Gadir Bayramınızı ve Mübahele Bayramınızı Kutluyorum

Gadir Bayramınızı ve Mübahele Bayramınızı Kutluyorum

Gadir-i Hum hakkında, peygamber efendimiz ‘en büyük bayram günü’ buyurmaktadır.

İmam Ali efendimizden, bugüne kadar bayram olarak kutlanmaktadır.

Aleviler, Şii ve Caferi mektebi bu kutlu günün yıldönümünde etkinlikler düzenlemektedir. Zilhicce ayının 18. günü geldiğinde adeta Hz. Ali efendimize biat yeniden tazelenmektedir.

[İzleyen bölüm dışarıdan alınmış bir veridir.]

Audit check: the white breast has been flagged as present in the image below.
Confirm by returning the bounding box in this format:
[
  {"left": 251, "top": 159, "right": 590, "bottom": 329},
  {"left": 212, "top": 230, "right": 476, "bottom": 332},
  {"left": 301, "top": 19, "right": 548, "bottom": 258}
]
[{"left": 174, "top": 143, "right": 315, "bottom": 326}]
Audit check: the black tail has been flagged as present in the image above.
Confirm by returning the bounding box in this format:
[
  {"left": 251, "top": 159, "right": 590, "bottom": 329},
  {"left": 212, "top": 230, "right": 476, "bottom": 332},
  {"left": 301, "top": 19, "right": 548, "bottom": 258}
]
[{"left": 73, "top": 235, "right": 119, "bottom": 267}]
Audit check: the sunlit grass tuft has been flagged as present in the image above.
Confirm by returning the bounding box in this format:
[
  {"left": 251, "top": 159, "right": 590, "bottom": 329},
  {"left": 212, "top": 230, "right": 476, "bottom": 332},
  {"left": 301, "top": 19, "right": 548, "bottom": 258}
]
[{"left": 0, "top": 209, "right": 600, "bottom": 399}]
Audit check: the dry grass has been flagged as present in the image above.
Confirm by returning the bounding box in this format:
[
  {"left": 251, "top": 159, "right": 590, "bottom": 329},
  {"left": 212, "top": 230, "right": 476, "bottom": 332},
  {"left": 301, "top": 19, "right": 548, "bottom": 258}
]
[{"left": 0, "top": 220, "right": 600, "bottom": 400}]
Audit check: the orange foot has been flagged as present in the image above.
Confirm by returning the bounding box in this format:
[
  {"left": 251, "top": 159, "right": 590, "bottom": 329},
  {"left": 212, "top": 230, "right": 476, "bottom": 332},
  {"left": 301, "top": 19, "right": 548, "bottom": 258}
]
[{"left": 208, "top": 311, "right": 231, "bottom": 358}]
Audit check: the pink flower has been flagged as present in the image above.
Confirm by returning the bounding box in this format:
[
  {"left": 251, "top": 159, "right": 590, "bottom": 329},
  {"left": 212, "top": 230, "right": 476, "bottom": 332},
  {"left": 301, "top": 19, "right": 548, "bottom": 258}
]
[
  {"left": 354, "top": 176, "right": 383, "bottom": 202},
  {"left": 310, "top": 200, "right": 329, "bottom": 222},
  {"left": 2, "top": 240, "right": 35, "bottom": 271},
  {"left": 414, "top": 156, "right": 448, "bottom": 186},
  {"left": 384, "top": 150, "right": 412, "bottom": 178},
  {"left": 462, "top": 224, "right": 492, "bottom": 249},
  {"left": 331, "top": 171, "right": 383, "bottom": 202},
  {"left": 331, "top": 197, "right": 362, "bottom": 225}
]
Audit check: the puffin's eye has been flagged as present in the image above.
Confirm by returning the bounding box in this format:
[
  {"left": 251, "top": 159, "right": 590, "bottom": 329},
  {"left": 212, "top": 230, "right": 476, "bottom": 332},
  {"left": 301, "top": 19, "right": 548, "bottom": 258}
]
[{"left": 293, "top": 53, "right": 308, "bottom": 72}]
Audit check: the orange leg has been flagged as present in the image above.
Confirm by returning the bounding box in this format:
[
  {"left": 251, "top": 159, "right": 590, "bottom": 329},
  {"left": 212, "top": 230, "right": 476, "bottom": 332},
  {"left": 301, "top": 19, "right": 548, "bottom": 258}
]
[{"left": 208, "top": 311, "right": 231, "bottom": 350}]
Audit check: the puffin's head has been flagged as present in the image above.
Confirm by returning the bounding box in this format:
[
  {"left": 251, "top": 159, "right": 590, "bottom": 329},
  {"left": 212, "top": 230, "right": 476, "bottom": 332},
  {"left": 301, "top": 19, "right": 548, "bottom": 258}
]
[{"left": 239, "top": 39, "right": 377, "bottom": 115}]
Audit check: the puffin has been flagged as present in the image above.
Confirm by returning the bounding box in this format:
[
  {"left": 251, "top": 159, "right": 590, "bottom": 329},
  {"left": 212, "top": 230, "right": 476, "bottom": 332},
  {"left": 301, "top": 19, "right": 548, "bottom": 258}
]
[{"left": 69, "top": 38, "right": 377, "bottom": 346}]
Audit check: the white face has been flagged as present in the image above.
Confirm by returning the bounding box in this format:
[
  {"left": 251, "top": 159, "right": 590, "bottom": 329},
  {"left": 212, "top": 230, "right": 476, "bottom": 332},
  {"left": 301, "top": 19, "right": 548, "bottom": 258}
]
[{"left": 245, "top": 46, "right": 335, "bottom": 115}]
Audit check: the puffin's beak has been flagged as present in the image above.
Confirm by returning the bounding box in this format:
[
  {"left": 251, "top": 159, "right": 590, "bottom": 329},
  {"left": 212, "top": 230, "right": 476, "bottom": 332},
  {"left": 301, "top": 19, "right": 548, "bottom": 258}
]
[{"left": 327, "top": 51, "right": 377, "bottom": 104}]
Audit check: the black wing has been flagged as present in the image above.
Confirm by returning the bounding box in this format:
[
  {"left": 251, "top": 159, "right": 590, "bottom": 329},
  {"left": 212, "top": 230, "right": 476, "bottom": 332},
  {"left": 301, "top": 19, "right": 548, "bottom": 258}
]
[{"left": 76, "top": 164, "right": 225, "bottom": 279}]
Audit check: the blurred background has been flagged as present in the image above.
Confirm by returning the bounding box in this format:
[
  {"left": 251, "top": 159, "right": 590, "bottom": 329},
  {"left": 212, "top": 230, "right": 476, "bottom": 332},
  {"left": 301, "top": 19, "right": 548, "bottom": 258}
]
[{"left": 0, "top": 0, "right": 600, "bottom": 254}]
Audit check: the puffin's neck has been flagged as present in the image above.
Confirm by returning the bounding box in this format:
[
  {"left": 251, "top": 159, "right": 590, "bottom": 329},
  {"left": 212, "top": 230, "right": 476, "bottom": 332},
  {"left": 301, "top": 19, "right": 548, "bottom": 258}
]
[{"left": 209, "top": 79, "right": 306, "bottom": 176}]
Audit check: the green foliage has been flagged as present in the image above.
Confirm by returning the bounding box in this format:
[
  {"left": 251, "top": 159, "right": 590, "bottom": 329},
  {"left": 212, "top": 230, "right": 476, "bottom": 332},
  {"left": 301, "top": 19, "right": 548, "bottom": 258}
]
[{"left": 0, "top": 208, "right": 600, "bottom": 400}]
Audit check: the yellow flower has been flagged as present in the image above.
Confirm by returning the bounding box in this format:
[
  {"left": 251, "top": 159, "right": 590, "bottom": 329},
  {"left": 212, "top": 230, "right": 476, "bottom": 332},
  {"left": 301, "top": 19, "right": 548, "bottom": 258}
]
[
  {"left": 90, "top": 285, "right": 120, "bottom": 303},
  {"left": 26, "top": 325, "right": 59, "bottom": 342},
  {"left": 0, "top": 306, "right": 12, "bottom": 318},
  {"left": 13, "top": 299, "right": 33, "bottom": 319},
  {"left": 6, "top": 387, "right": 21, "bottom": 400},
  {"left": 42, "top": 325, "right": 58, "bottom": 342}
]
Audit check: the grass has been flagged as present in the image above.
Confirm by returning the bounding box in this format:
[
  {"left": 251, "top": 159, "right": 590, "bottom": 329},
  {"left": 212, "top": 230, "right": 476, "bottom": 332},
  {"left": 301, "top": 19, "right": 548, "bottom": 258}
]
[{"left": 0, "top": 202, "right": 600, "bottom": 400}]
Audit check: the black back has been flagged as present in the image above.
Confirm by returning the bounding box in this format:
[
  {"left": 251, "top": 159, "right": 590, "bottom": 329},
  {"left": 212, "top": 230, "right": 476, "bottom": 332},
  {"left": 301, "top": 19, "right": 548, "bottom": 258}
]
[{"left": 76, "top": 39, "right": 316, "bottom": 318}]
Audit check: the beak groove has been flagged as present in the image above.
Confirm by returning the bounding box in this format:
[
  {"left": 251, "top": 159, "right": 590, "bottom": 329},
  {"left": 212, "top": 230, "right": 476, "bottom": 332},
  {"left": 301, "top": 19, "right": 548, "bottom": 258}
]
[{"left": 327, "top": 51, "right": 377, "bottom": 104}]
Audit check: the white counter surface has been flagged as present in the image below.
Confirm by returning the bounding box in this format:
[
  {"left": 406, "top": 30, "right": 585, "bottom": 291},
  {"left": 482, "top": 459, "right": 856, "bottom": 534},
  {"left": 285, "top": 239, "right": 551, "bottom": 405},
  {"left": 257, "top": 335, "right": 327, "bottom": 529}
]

Bugün dinin ikmal edildiği gündür, bugün nimetin tamamlandığı, bugün din olarak İslam’ın beğenildiği gündür. Çünkü bugün son peygamber olan fahri kâinat efendimizden sonraki, imamet ve velayet yolunun sahibi olarak İmam Ali ve hanedanının ilan edildiği gündür.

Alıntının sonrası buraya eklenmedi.